Come detto in campo è la Roma ad avere la meglio, grazie alle reti di Manolas, De Rossi e Perotti. A fine gara lo speaker invita il pubblico a non lasciare lo stadio per una sorta di “incontro” tra squadra e tifosi in vista del ritorno degli ottavi di Champions League contro lo Shakhtar. Oltre alla solita, fastidiosa, musica, che copre i cori di sprono della Sud nei confronti dei giocatori (se si chiede l’aiuto della gente non si capisce poi perché si metta la musica a tutto volume, bah!) la squadra resta a centrocampo, forse udendo il coro “Venite quando vi pare”. Un chiaro riferimento alle spallucce fatte dai calciatori nelle ultime, disastrose, sfide casalinghe al richiamo degli ultras a recarsi sotto la curva.
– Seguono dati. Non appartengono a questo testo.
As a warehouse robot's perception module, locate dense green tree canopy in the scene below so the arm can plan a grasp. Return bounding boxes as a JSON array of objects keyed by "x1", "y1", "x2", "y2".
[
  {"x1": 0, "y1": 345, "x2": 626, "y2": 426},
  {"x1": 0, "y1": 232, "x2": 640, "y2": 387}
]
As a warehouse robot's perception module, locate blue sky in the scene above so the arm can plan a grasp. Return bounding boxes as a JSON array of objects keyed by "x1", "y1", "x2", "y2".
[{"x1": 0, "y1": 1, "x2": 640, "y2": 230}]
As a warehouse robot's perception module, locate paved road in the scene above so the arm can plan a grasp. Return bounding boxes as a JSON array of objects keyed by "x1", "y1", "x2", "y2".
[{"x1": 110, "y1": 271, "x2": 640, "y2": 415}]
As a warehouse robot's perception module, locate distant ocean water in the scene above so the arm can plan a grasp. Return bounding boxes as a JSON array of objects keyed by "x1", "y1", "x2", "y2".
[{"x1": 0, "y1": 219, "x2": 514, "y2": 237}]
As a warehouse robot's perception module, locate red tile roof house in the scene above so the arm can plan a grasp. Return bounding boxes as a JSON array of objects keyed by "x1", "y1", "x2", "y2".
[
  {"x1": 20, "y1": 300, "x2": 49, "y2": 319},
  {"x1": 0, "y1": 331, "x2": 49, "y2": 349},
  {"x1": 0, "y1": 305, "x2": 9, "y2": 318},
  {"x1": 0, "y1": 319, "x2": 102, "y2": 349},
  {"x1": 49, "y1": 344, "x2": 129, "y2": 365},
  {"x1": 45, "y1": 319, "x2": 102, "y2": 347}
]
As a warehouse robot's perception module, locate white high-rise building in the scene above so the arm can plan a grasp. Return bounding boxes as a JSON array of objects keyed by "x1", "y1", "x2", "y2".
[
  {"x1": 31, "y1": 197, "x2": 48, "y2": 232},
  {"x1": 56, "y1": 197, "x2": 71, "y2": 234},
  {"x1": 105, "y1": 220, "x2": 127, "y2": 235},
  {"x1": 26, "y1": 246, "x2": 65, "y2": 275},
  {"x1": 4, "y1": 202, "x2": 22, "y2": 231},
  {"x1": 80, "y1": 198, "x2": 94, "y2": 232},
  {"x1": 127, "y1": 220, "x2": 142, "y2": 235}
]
Per inciso, sarò anche di parte nel dire questo, ma il tifo della Roma generalmente non ha mai avuto bisogno di grandi richiami alle armi. Pertanto sarebbe forse più importante dimezzare il prezzo dei biglietti (contro gli ucraini una curva costerà la bellezza di 40 Euro): quello sì che sarebbe un incentivo ad affollare le gradinate. Finché non si capirà questo si potranno fare tutti gli inviti di questo mondo ma Mario Rossi, lavoratore precario, continuerà a preferire la diretta gratuita su Canale 5. O al massimo il pub con un paio di pinte. Non ci vuole una laurea in marketing e business administration!